RE: Thread's chamfer size

elinah34,

What is the context of your question?

Any time I drill and tap a hole, I use a bigger tool, usually a drill, to clean up the edges of the hole. I do this fairly quickly by hand, and I check it for burrs, not dimensions. I don't know what real machinists do. I have never had cause to worry about it.
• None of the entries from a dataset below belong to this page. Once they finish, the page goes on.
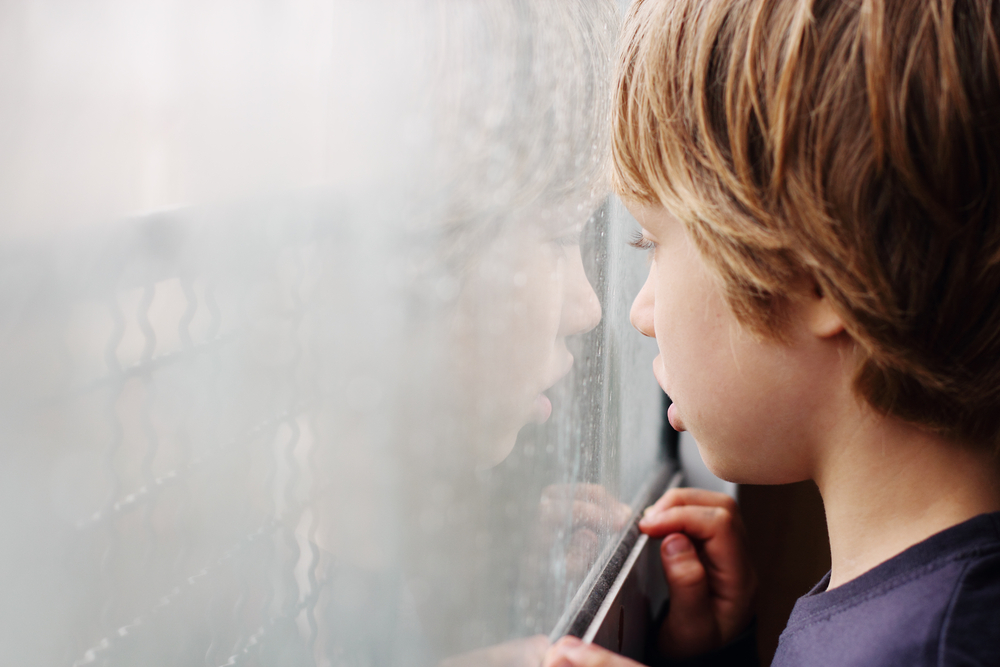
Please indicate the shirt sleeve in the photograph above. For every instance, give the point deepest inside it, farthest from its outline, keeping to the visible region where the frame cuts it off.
(970, 633)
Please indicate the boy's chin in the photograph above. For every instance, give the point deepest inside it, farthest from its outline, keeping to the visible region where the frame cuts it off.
(747, 470)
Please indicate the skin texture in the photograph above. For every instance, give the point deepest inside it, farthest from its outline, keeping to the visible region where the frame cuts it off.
(768, 412)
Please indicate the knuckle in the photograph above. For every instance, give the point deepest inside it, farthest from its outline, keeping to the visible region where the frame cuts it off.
(722, 518)
(687, 573)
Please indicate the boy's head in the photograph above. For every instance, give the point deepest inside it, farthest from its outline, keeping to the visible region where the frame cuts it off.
(853, 146)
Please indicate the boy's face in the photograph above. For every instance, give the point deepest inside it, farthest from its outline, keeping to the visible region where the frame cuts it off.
(755, 406)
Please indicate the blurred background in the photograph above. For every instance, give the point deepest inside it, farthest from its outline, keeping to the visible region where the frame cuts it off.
(314, 340)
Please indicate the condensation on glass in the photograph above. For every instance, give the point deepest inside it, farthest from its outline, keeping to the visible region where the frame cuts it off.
(314, 341)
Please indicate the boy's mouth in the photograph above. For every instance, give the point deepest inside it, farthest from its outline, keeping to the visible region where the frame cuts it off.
(674, 418)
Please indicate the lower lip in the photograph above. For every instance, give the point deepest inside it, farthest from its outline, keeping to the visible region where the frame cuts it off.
(674, 419)
(541, 409)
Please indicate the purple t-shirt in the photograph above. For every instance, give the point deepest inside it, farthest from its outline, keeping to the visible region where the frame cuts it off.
(937, 603)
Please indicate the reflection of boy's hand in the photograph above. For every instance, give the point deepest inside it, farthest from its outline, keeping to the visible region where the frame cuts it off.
(526, 652)
(571, 652)
(705, 560)
(590, 510)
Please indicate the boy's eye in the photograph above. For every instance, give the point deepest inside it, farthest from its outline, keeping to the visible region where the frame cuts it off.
(639, 241)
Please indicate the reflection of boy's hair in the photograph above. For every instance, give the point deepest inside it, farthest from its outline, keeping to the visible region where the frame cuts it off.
(518, 97)
(856, 145)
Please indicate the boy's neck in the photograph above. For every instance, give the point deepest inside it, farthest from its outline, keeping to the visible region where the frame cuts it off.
(888, 485)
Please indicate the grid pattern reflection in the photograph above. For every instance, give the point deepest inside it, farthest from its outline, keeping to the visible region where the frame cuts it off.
(356, 384)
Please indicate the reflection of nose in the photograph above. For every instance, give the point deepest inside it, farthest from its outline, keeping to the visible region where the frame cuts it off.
(641, 315)
(581, 310)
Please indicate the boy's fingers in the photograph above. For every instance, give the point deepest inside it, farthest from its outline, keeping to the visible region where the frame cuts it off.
(571, 652)
(715, 528)
(692, 496)
(691, 626)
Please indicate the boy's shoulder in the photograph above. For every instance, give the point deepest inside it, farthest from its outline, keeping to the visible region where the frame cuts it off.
(937, 603)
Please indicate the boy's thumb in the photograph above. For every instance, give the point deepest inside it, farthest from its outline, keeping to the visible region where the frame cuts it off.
(691, 626)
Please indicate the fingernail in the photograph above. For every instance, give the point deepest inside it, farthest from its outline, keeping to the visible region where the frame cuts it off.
(676, 545)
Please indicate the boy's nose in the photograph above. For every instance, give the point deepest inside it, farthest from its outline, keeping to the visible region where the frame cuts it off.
(641, 315)
(581, 307)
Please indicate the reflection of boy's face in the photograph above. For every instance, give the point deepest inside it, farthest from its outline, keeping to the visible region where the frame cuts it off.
(525, 295)
(752, 405)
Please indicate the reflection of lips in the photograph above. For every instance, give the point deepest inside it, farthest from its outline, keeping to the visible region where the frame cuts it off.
(541, 409)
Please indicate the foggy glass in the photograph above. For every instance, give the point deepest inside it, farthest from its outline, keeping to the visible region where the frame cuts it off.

Your drawings should specify that sharp edges and burrs must be removed. If you want to call up a chamfer, call up something that meets your requirement.

--
JHG

RE: Thread's chamfer size

(OP)
I have a low profile 10-32 manufactured nut, and its height is about 3 mm. If you calculate how long the thread is if we follow the guidelines above we will be left with a short thread - less than 3x lpitch

RE: Thread's chamfer size

elinah34,

If this is a nut you are designing, you need to control the number of threads. Perhaps you need a section view specifying the minimum effective thread length. Perhaps you need a thicker nut. Perhaps you need to calculate and specify screw torque. Perhaps you need to specify a high strength material for your nut.

--
JHG

RE: Thread's chamfer size

I agree with Drawoh left out important information. the reason to chamfer or counter sink
lead in for tapping or threading
if no break a sharp thread will be present, and subject to damage
.118 inch (3 mm) thickness may not be sufficient, depending on the application.
OK if we may ask why is this nut so thin.

RE: Thread's chamfer size

(OP)
mfgenggear and drawoh - thank you for your answers. I have a limited space (I have no access to my CAD, since it's in my work's computer, and that's why I don't add a cross section photo for explaining better) in which I have to adjust a custom nut...that's the reason I need a 3 mm height 10-32 custom nut. I know it's not ideal, and I hardly have 3 threads participating in the tightening - but this is a constraint I have to deal with. So limiting the torque might be the compromise.
Is the only aim of the countersink in a threaded hole is easing the engagement of the threads (male and female)? If the answer is yes, I guess the countersink size isn't that important...

RE: Thread's chamfer size

The countersink is not essential, but it does greatly ease the alignment of parts for engagement of the threads and removes the fragile parts of the thread that get easily damaged.